澤維爾認真道:“醫生說我們七天內不能同房。”
蘇一冉無語,“你就記了這個?”
澤維爾點頭:“隻有這個重要。”
“什麼時候了老想著這種事!”
蘇一冉真的想給他一拳。
澤維爾沒有再逗她,“那裡腫了,要躺兩天,很快就能好的。”
“你也腫了。”
蘇一冉眨了眨眼睛,澤維爾都不能說的地方,就隻有小澤維爾了。
“實在不行,你以後每天和奈特先生打幾場。

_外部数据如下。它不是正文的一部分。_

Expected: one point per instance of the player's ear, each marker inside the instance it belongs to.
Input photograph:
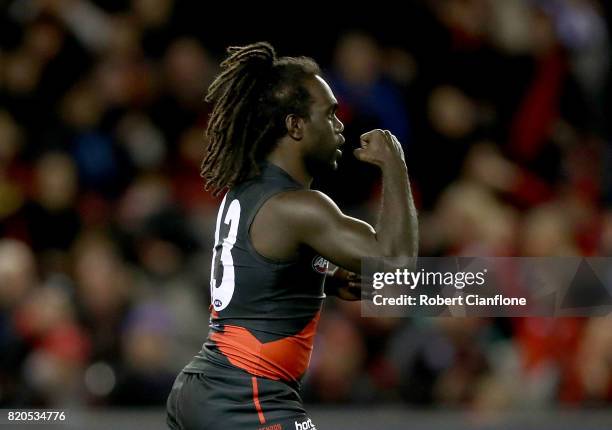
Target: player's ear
(295, 126)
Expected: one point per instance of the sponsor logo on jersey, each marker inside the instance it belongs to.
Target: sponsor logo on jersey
(320, 264)
(305, 425)
(272, 427)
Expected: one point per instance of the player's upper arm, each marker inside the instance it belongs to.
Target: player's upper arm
(318, 222)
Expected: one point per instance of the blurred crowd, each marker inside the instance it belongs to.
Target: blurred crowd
(503, 110)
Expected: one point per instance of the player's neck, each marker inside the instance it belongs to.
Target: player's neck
(293, 165)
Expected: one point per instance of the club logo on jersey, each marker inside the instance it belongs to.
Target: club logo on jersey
(320, 264)
(305, 425)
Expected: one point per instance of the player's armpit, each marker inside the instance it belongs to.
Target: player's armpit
(318, 222)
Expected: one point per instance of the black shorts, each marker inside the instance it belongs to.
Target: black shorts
(229, 399)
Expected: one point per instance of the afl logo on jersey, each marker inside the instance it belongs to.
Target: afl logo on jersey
(320, 264)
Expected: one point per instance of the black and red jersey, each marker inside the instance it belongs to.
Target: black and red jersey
(264, 313)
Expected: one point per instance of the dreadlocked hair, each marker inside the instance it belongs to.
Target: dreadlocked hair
(251, 97)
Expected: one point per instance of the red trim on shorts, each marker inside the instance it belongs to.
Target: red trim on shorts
(262, 419)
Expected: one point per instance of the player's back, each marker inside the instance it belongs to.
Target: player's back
(264, 313)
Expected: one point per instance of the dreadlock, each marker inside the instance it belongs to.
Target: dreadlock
(251, 97)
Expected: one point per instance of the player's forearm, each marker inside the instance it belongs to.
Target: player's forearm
(397, 229)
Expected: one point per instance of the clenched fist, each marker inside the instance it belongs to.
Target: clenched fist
(379, 147)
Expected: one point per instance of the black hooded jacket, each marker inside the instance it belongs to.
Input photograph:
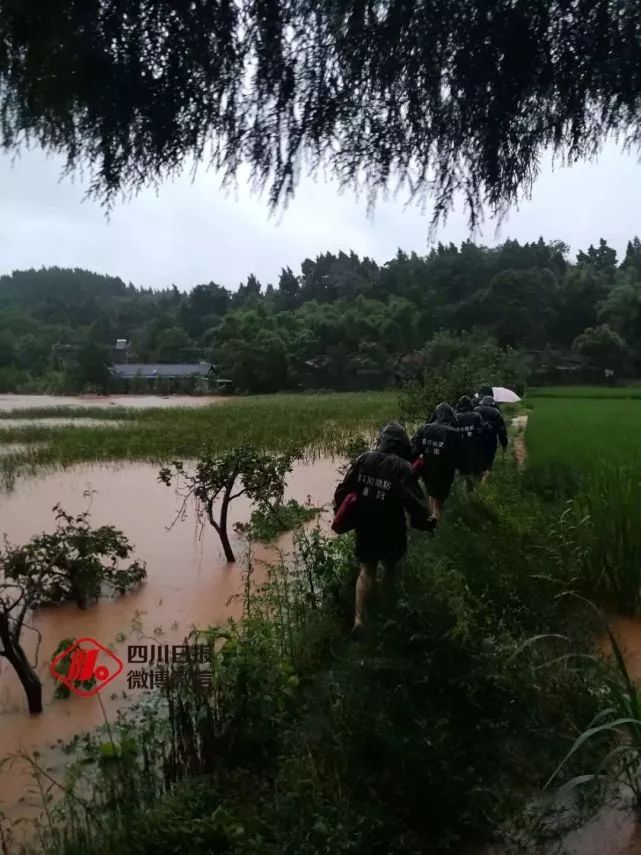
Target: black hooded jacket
(495, 424)
(439, 441)
(387, 486)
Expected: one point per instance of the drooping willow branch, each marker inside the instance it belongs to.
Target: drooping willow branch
(438, 95)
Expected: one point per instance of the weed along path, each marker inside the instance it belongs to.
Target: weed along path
(519, 423)
(189, 584)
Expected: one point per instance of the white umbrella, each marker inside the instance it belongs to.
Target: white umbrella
(504, 396)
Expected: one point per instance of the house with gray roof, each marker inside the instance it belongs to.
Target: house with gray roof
(155, 370)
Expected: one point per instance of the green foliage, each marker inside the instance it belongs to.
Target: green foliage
(269, 522)
(455, 366)
(601, 347)
(73, 563)
(243, 471)
(62, 691)
(581, 432)
(401, 102)
(340, 322)
(616, 728)
(438, 727)
(90, 369)
(602, 527)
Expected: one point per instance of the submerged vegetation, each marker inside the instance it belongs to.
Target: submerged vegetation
(444, 726)
(476, 688)
(320, 423)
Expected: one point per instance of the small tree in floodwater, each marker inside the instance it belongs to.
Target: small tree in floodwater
(73, 563)
(14, 605)
(244, 471)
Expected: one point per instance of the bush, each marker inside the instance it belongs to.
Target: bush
(73, 563)
(443, 725)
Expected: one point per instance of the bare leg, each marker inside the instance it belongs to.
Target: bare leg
(389, 578)
(364, 585)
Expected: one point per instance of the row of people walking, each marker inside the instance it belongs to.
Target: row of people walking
(384, 485)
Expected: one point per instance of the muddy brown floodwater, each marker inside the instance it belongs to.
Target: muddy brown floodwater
(138, 402)
(188, 584)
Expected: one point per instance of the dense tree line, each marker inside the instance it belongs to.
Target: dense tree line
(340, 322)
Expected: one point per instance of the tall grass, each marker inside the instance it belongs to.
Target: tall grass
(601, 529)
(431, 731)
(596, 392)
(582, 434)
(325, 423)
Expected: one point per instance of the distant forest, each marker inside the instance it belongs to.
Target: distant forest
(341, 322)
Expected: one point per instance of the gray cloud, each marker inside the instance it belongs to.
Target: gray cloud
(192, 231)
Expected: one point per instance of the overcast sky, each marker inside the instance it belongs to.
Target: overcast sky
(191, 231)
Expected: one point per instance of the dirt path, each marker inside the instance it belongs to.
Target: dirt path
(520, 451)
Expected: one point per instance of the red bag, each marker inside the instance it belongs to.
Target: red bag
(345, 517)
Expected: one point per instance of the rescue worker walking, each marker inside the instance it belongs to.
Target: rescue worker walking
(493, 433)
(439, 444)
(386, 487)
(471, 428)
(484, 391)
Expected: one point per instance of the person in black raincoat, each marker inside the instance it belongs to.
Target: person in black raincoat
(440, 446)
(485, 391)
(494, 432)
(387, 488)
(471, 427)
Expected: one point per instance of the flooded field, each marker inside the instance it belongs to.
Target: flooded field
(139, 402)
(7, 424)
(189, 584)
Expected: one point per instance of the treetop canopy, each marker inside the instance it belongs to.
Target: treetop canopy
(438, 95)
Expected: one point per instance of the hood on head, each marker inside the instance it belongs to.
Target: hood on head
(444, 414)
(488, 401)
(393, 439)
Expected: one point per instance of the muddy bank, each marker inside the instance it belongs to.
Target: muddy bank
(189, 584)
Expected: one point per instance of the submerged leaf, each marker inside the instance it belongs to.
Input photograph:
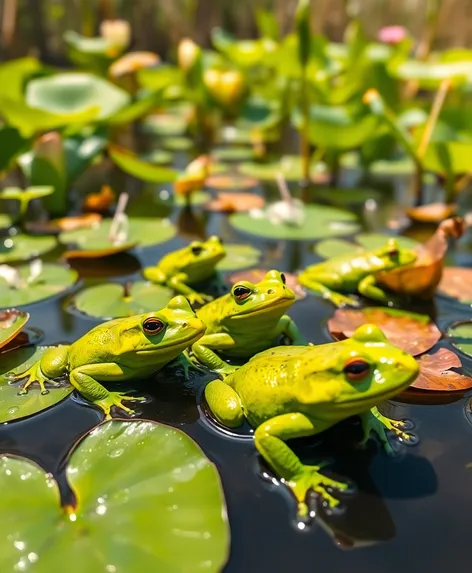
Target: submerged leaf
(414, 333)
(153, 512)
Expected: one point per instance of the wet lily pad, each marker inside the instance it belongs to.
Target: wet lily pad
(115, 301)
(94, 242)
(11, 323)
(256, 275)
(239, 257)
(461, 335)
(321, 221)
(24, 247)
(456, 282)
(153, 512)
(436, 374)
(27, 288)
(12, 405)
(412, 332)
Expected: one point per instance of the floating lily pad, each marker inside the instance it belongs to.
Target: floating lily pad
(94, 242)
(239, 257)
(24, 247)
(14, 406)
(412, 332)
(51, 280)
(461, 334)
(436, 374)
(321, 221)
(115, 301)
(11, 323)
(256, 275)
(456, 282)
(160, 508)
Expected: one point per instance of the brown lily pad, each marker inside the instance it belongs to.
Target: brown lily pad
(432, 213)
(256, 275)
(436, 374)
(422, 278)
(414, 333)
(235, 202)
(231, 182)
(456, 282)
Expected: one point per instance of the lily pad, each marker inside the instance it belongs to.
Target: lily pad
(256, 275)
(27, 288)
(11, 323)
(24, 247)
(94, 242)
(239, 257)
(321, 221)
(436, 374)
(14, 406)
(456, 282)
(461, 335)
(412, 332)
(75, 92)
(153, 512)
(115, 301)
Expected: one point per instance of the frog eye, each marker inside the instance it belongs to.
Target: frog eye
(356, 369)
(153, 325)
(241, 292)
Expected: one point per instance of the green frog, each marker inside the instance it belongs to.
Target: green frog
(245, 321)
(356, 273)
(191, 265)
(294, 391)
(122, 349)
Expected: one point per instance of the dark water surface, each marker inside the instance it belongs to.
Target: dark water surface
(412, 513)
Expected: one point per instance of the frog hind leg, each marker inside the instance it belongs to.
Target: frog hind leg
(85, 381)
(224, 404)
(318, 286)
(52, 364)
(270, 439)
(375, 422)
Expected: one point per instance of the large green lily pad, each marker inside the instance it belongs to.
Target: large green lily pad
(14, 406)
(24, 247)
(147, 499)
(239, 257)
(141, 231)
(320, 222)
(114, 301)
(51, 280)
(75, 92)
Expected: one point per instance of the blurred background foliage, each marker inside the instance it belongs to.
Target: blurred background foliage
(36, 27)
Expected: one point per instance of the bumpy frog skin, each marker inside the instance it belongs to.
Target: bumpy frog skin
(293, 391)
(118, 350)
(190, 265)
(246, 321)
(355, 273)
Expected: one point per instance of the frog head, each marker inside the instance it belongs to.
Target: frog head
(392, 256)
(166, 332)
(351, 376)
(268, 298)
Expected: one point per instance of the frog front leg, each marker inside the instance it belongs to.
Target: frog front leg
(288, 327)
(85, 380)
(204, 348)
(318, 285)
(52, 364)
(375, 422)
(270, 438)
(178, 283)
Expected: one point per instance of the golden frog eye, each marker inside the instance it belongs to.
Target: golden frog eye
(356, 369)
(153, 325)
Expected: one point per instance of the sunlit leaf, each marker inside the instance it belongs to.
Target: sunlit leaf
(153, 512)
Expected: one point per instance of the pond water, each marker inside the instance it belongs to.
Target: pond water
(411, 512)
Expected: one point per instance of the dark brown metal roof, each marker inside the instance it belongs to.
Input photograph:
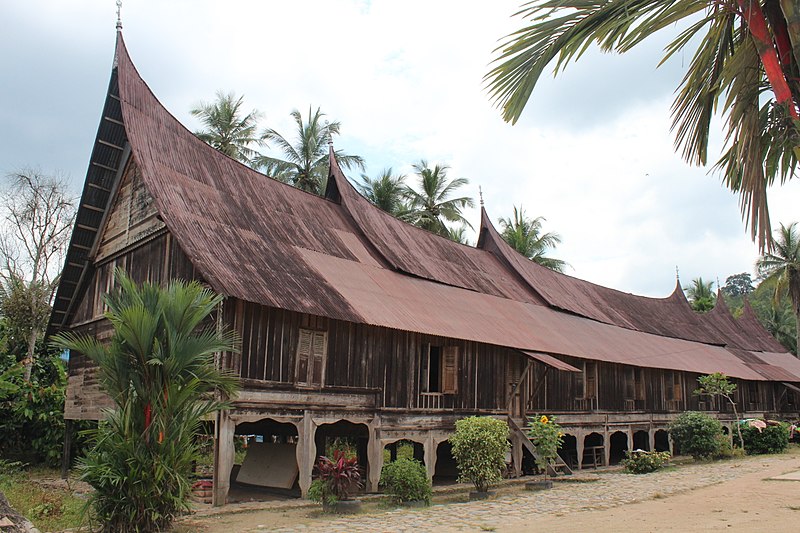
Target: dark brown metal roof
(421, 253)
(259, 240)
(549, 360)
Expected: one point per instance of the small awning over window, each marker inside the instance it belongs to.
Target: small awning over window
(549, 360)
(791, 387)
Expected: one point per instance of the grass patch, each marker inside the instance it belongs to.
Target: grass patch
(49, 508)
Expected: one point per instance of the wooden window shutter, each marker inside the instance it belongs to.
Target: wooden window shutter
(319, 352)
(450, 370)
(639, 379)
(303, 354)
(591, 380)
(676, 386)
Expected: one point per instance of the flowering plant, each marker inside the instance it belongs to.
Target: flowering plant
(335, 478)
(547, 437)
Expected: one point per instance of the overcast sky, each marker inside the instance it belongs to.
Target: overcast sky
(592, 154)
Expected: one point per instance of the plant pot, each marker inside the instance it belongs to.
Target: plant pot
(541, 484)
(415, 503)
(343, 507)
(202, 491)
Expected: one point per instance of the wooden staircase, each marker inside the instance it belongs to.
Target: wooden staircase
(559, 467)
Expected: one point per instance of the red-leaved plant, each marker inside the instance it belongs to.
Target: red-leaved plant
(340, 475)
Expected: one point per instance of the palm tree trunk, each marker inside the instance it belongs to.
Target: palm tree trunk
(792, 15)
(738, 425)
(34, 334)
(757, 26)
(797, 334)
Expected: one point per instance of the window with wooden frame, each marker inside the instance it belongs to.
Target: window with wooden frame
(634, 383)
(752, 395)
(673, 388)
(586, 384)
(439, 369)
(312, 352)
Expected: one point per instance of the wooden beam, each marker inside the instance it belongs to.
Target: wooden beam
(111, 145)
(104, 167)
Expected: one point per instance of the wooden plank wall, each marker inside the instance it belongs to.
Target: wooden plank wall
(158, 260)
(560, 392)
(368, 357)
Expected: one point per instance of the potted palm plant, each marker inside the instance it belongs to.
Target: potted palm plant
(335, 481)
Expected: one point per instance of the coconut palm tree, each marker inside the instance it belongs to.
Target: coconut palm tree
(745, 48)
(701, 295)
(783, 265)
(432, 206)
(159, 370)
(304, 163)
(525, 236)
(386, 191)
(458, 235)
(226, 129)
(780, 322)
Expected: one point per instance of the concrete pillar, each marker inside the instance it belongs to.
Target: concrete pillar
(306, 452)
(430, 456)
(517, 453)
(579, 443)
(224, 453)
(374, 456)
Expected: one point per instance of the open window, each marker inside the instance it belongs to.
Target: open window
(587, 381)
(634, 387)
(673, 390)
(439, 369)
(312, 351)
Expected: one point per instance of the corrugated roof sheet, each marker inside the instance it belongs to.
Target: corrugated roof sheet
(549, 360)
(259, 240)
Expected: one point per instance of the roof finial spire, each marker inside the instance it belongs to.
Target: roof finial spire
(119, 16)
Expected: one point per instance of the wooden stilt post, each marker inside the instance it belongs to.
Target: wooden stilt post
(65, 456)
(223, 457)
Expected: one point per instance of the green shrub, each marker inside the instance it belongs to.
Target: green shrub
(159, 369)
(320, 492)
(772, 439)
(547, 437)
(642, 462)
(406, 480)
(479, 446)
(696, 434)
(32, 412)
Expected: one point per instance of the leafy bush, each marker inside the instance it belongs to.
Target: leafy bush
(547, 437)
(159, 369)
(696, 434)
(337, 478)
(479, 446)
(406, 480)
(772, 439)
(32, 412)
(342, 445)
(642, 462)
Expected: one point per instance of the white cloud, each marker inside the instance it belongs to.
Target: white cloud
(592, 153)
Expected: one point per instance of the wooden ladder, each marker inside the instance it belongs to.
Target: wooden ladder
(553, 470)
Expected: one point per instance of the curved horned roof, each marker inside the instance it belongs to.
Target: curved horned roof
(259, 240)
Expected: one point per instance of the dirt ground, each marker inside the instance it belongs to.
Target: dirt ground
(750, 502)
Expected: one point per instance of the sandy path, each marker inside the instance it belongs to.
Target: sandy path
(750, 503)
(730, 496)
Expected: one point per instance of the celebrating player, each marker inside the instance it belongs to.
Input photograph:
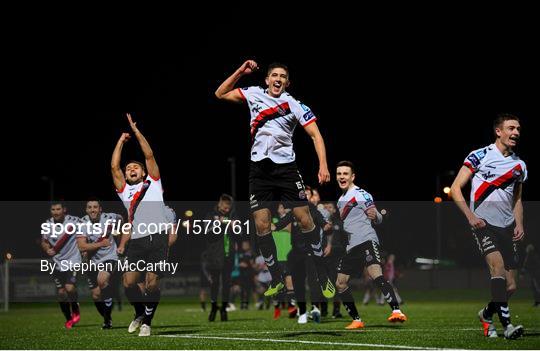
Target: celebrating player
(496, 216)
(273, 173)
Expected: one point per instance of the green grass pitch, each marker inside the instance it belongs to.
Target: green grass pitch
(440, 319)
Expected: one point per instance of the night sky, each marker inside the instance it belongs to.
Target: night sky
(403, 105)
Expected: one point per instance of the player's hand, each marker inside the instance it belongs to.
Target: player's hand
(324, 175)
(124, 138)
(248, 67)
(132, 124)
(371, 213)
(327, 227)
(519, 233)
(327, 250)
(476, 223)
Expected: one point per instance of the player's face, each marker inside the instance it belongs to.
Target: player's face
(134, 173)
(315, 197)
(330, 207)
(224, 207)
(93, 210)
(277, 81)
(509, 133)
(345, 177)
(57, 212)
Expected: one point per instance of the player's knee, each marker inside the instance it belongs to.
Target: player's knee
(62, 294)
(511, 287)
(70, 289)
(96, 296)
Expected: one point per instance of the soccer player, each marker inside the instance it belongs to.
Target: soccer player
(496, 215)
(100, 248)
(273, 173)
(139, 188)
(359, 213)
(222, 248)
(63, 248)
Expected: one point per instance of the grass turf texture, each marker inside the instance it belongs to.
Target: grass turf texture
(438, 319)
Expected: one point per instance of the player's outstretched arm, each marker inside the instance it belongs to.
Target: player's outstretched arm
(318, 141)
(47, 248)
(151, 164)
(116, 170)
(519, 230)
(89, 247)
(463, 177)
(226, 90)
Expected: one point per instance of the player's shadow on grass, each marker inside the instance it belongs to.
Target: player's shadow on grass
(176, 332)
(322, 332)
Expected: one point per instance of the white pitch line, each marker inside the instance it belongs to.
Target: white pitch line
(333, 330)
(384, 346)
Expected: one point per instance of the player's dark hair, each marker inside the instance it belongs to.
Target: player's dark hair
(58, 202)
(275, 65)
(137, 162)
(501, 118)
(346, 164)
(226, 198)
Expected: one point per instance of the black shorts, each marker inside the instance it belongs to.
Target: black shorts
(62, 278)
(359, 257)
(269, 181)
(150, 249)
(491, 238)
(91, 276)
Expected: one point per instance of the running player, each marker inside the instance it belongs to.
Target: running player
(100, 248)
(273, 173)
(496, 215)
(359, 214)
(139, 187)
(63, 248)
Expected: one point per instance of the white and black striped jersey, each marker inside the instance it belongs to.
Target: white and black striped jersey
(106, 221)
(65, 245)
(352, 207)
(493, 183)
(273, 121)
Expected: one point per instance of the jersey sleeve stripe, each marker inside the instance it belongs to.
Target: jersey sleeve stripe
(308, 123)
(242, 94)
(469, 166)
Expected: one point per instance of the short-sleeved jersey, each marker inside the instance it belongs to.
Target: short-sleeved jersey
(145, 207)
(273, 121)
(65, 244)
(92, 236)
(352, 209)
(493, 183)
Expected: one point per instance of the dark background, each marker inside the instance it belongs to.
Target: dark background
(404, 104)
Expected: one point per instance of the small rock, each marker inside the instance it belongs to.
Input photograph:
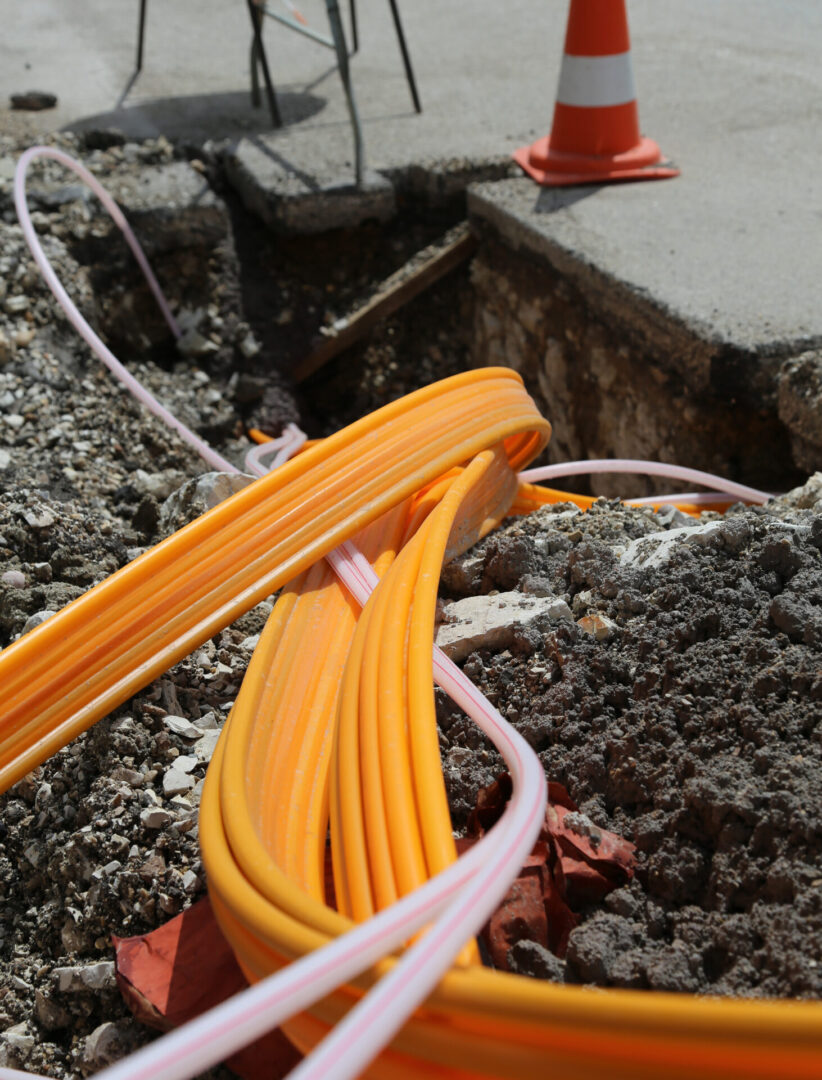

”
澤維爾四處吃喝玩樂,工作的事少之又少,底下的人會幫他處理,一身的勁沒處使,總花她身上。
蘇一冉倒不是不嚴重,早上抹了藥,晚上就能好。
但是澤維爾這個……一看就很嚴重啊。
難道這就是沒有耕壞的地,隻有累壞的牛。
“要不要我給你抹藥?”
蘇一冉很好奇小澤維爾能腫成什麼樣。
澤維爾緊張地繃著臉,鼻翼出了一層薄汗,“已經用冰塊敷過了,你去吃飯。”
“好吧。”蘇一冉滑下床。
過了半刻,她帶著一碗肉粥回來,疊了枕頭靠在澤維爾背後,“我喂你。”
澤維爾隻當自己的手暫時失去了知覺,心安理得地享受小家夥的照顧。
怕他躺床上無聊,蘇一冉讓人把遊戲機搬到房間,她正好也不想動,窩到澤維爾胸口躺屍。
“澤維爾,過不去了~”
打遊戲真的讓人脾氣暴躁,但這僅限於菜鳥。
其次讓人暴躁的是澤維爾的好酒程度,套房裡一整牆的烈酒,都是為他準備的。
不拘什麼時候,隻要興致來了,澤維爾都要喝一口。
白鴿拿著酒瓶,不知是放桌麵好,還是放回酒架好,最終決定站著不動,等兩人決出勝負。
“醫生說能喝,不信你問索恩。”
澤維爾抓著酒杯不鬆手,蘇一冉卯足了勁都搶不過來,“我才不要,就沒聽過不能下床還能喝酒的,你肯定和他商量好了。”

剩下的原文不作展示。